DPR Papua Tengah Soroti Urgensi Perda Living Law

18 hours ago 8

HEARING – Pimpinan Dewan Perwakilan Rakyat Papua Tengah (DPRPT) menggandeng Sekolah Tinggi Ilmu Hukum (STIH) Mimika menggelar hearing dan seminar di Timika (FOTO: ISTIMEWA)

TIMIKAEXPRESS.id – Pemerintah Daerah Papua Tengah didesak segera menyusun Peraturan Daerah (Perda) Living Law atau hukum adat.

Desakan ini muncul menyusul maraknya kasus-kasus adat yang berujung pada penetapan denda adat dengan nilai tinggi, bahkan dinilai berpotensi menjadi objek komersial dan memicu konflik horizontal di tengah masyarakat.

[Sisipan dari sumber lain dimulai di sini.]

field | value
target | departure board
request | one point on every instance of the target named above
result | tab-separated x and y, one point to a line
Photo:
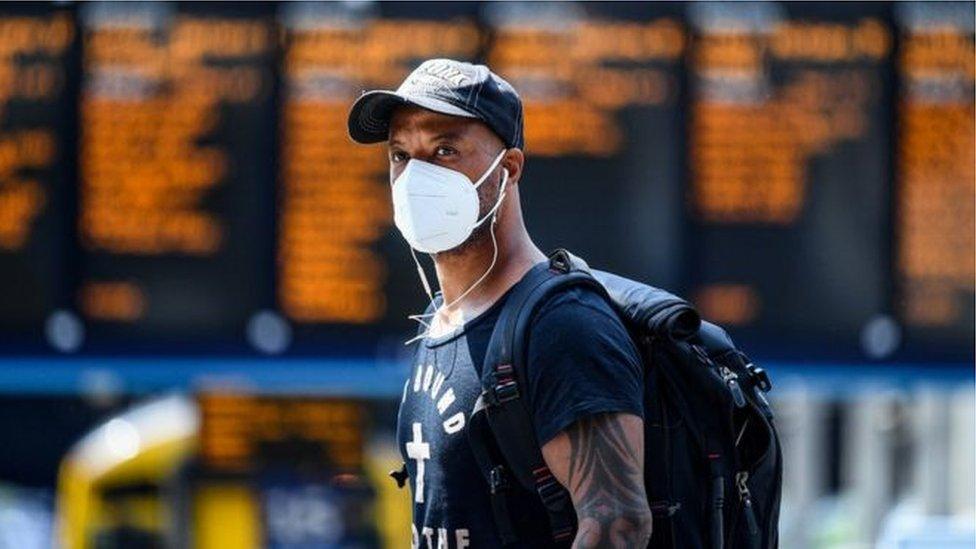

Hal ini mengemuka dalam hearing pimpinan Dewan Perwakilan Rakyat Papua Tengah (DPRPT) dan seminar yang digelar atas kerja sama DPRPT dengan Sekolah Tinggi Ilmu Hukum (STIH) Mimika di Timika akhir pekan lalu.

Selama ini, salah satu persoalan utama dalam praktik peradilan adat di Papua adalah belum adanya regulasi resmi yang mengatur batas kewajaran nilai denda adat.

Belum adanya aturan tersebut membuka ruang bagi penetapan sanksi adat yang berlebihan dan berpotensi menggeser tujuan penyelesaian adat dari pemulihan harmoni sosial menjadi sengketa berkepanjangan.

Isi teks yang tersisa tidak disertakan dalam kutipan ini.